Going dark on social media is not something an active company typically does — although Bottega Veneta famously deleted all of its social media accounts earlier this year. It’s also not illegal. Running off with investors’ money is definitely illegal, but as the lawyer representing The Timepiece Gentleman rightly stated (in this video from today), there’s no evidence that Anthony Farrer or his business partner Marco Nicolini ran away with anyone’s money.
In fact, the lawyer went on record to say that all investors who have put in money to be part of their VIP watch network have been able to reach the team during this media blackout. Also important to note, the website being set to “Private Site” does not mean it was deleted, and social media accounts can typically be set to private or paused without actually deleting them. Most tellingly, their flagship YouTube channel is still online.
As a background to those that have never seen the show, it’s weekly “A Day in the Life Of” YouTube show about being a secondary watch dealer and it’s not scripted per se, but as someone that’s watched all episodes — because it offers an interesting and educational behind-the-scenes look at the secondary watch market — there’s clearly a storyline.

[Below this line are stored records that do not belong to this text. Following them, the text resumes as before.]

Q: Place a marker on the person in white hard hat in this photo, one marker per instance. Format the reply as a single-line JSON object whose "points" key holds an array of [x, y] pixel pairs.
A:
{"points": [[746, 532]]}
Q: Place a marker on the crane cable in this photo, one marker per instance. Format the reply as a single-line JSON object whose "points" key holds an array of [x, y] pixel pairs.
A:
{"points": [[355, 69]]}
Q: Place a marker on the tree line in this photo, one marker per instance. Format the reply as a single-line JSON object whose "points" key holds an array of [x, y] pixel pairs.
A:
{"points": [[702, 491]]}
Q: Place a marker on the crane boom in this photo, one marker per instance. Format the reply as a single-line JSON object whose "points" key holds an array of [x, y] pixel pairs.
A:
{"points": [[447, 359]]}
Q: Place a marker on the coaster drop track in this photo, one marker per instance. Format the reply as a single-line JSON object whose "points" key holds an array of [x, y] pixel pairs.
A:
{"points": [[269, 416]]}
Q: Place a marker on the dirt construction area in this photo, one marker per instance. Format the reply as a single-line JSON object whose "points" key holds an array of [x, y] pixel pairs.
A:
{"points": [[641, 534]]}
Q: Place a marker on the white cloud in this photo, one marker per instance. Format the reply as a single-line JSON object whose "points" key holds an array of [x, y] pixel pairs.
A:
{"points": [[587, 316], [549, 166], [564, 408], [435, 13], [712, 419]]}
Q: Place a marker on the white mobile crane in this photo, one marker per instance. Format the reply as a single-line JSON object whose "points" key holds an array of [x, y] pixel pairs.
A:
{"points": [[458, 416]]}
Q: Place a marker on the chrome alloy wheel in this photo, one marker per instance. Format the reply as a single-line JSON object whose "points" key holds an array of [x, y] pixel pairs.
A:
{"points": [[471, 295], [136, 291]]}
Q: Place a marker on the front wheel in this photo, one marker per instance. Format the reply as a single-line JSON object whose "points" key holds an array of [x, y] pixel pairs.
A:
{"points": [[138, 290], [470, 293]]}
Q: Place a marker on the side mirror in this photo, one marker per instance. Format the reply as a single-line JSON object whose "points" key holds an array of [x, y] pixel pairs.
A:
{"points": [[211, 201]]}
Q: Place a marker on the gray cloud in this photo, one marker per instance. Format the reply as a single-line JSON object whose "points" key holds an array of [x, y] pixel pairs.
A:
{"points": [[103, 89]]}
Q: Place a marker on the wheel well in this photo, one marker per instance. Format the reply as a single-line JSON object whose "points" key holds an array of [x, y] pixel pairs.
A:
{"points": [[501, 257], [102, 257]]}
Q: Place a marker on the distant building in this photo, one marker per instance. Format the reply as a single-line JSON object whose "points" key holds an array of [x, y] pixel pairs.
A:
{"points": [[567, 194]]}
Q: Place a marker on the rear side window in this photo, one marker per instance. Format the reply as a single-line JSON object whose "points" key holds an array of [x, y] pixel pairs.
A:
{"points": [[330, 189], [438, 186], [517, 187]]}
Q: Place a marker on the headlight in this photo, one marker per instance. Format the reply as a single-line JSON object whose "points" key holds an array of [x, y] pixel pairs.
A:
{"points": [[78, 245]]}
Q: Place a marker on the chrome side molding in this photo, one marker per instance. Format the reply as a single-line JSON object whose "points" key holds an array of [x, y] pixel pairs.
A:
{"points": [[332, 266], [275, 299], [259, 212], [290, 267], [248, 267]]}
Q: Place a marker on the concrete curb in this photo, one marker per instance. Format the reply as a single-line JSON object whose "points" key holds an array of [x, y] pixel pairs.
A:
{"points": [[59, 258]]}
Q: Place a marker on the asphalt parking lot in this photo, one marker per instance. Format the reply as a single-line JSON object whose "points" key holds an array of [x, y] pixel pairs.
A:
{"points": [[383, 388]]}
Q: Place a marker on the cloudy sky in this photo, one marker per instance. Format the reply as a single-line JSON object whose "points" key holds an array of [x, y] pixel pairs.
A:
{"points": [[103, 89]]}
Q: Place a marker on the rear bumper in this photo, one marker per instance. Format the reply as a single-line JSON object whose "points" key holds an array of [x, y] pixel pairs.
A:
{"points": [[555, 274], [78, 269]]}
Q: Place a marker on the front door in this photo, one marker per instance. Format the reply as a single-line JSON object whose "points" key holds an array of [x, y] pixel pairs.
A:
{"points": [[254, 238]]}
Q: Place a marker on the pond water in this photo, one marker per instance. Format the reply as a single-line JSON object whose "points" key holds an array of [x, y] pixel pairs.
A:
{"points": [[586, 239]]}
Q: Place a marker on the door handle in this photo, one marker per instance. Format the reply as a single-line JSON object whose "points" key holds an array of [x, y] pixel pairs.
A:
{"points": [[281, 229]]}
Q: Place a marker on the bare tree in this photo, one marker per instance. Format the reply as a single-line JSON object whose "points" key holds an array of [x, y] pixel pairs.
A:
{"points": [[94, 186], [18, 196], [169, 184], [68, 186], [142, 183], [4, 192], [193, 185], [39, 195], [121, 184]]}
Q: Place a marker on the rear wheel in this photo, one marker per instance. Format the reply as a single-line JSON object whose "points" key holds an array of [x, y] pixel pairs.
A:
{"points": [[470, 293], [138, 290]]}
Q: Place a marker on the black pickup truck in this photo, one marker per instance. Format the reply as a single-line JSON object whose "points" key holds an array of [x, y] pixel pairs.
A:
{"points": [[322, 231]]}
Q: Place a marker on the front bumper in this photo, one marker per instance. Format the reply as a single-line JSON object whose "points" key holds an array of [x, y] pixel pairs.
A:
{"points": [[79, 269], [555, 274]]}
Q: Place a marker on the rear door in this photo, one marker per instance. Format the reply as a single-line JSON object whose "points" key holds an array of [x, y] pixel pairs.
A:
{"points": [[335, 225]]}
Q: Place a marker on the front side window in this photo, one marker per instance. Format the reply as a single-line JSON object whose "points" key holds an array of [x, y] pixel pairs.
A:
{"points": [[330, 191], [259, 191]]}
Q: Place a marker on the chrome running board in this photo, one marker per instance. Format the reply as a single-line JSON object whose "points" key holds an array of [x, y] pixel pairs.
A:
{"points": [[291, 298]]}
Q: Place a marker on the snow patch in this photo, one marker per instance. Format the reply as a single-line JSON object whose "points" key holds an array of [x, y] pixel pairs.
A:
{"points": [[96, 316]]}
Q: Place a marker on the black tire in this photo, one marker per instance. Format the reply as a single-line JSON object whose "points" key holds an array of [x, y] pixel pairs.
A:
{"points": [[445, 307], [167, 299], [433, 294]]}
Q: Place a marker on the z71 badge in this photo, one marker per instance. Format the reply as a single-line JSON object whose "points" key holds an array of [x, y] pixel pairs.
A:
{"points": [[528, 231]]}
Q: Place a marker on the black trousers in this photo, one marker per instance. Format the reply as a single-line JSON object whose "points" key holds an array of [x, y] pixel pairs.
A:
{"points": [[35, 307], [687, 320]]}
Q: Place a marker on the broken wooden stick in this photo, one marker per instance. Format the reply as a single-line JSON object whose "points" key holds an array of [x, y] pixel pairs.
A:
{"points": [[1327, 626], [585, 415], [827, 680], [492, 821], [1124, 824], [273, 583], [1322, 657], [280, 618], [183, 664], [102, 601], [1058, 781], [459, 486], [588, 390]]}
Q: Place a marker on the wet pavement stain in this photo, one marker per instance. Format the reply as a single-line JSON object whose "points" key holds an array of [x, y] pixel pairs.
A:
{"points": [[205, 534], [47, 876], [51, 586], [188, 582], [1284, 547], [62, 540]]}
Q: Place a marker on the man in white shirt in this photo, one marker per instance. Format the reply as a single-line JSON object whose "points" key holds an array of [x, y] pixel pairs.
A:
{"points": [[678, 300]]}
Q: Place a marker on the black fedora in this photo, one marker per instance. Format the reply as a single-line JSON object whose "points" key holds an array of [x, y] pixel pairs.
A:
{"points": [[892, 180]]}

Of course, the blackout was unexpected, even amongst the closest friends of the show. But that’s not proof anything dubious has happened.
We know they’ve been planning to move to a larger retail space (or multiple locations) to accommodate their rapid growth, for months, and in fact, in one of the most recent videos, Farrer told their commercial real estate agent that they needed to have a new lease signed as soon as possible to meet an impending deadline. Not to mention, a few episodes back, Farrer was speaking with his administrative team and they explicitly discussed how an all-new website was almost ready to go.
With all that’s happened this week and the fact that the most recent A Day in the Life Of – Episode #24 ended with Farrer walking off camera, after having an argument with co-founder Nicolini, it was clear, at least to me (who again has been following the show), that it’s all part of the ongoing narrative, not an authentic disagreement.
Another detail worth considering is that Farrer has often talked about trying to get their show picked up by Netflix or Amazon. That may seem far-fetched, yet American Pickers and Pawn Stars — which have a similar appeal — have done quite well. Furthermore, the cost to make this show, compared to a show with highly paid celebrities, in the context of media behemoths such as Netflix or Amazon, would be rather low, with a high potential return if it takes off with mainstream viewers.
Perhaps the most telling hint came from the lawyer during his statement to The CW33 news station earlier today (see video). In what appears to have been more of a press release than an interview, Farrer’s lawyer stated that the team from The Timepiece Gentleman was using their time away this week to give back to the community. That will likely be part of the focus whenever Episode #25 drops on YouTube.
Lastly, Roman Sharf, a highly successful secondary watch dealer who owns Luxurybazaar.com and that often collaborates with TPG via his similar behind-the-scenes YouTube show called Grey Market (which like TPG I follow regularly), did a live chat on YouTube yesterday during which he received missed calls from Farrer and also received a text (that he would not read), suggesting that Farrer has not disappeared. During the stream, Sharf told a story about how Farrer wired him over $100K on Monday to pay for an MB&F watch that had been recently purchased from him. That’s not something you would expect from anyone planning to disappear with people’s money a few days later.
Did this most recent series of events make the Timepiece Gentleman brand name even more known than before? Absolutely. Did what appears to be an epic publicity stunt hurt their long-term reputation, particularly in a business that’s built on reputation? Possibly. However, tasteful or not, in the meantime, you’ll probably be following online to see what happens — and that I think was the whole point.